Lo único que he podido saber es que lo mataron en tierra y lo desaparecieron en el mar, pero no sé si fue una confesión o un requiebro de su mente aireando los recuerdos. Ya somos yunta y nos hemos aceptado el uno al otro. Con sus silencios o largas parrafadas mentalistas. Incluso, una vez me tiró un cabo cuando estuvieron a punto de asaltarme.

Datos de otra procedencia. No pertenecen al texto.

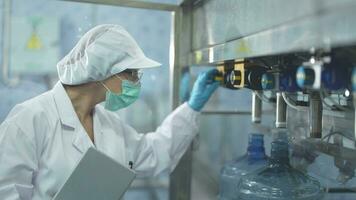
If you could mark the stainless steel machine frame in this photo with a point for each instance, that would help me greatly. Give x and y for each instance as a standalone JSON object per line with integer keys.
{"x": 213, "y": 31}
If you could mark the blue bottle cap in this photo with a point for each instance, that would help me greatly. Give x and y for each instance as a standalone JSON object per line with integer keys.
{"x": 305, "y": 77}
{"x": 267, "y": 81}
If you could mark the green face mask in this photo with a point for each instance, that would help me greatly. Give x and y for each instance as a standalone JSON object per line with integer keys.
{"x": 129, "y": 94}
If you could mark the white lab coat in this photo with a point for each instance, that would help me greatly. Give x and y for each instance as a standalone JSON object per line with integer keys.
{"x": 42, "y": 140}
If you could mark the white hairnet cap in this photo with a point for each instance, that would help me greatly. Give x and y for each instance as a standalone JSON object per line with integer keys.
{"x": 102, "y": 52}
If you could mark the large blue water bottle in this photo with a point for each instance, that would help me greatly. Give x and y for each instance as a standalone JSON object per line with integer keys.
{"x": 278, "y": 180}
{"x": 232, "y": 171}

Aquella madrugada había recogido a dos tipos en la parada de Tropicana e íbamos al Vedado. Me ofrecieron 10 dólares por la carrera. Dos jóvenes bien vestidos, uno blanco, el otro mulato, y no desconfié de ellos. Poco antes de cruzar el puente de hierro sobre el Almendares, el que estaba sentado a mi lado sacó una navaja y me apuntó al esternón. El mulato, desde el asiento trasero, me agarró por el pelo. Miré por el retrovisor y vi a Camilo preparado para darle una patada en la cabeza al que me sujetaba. Lo único que se me ocurrió fue meter un frenazo y parar en seco. El Impala se clavó en el asfalto y el mulato salió disparado por la ventanilla abierta, mientras el blanquito se fue contra la pizarra y quedó medio aturdido. Con el porrazo soltó el arma, abrió la puerta delantera y se mandó a correr por una calle lateral. El otro estaba despatarrado en medio de la avenida. A su lado, en cuatro patas, estaba también el comandante Cienfuegos. Su yo etéreo salió volando como fantasma sin freno.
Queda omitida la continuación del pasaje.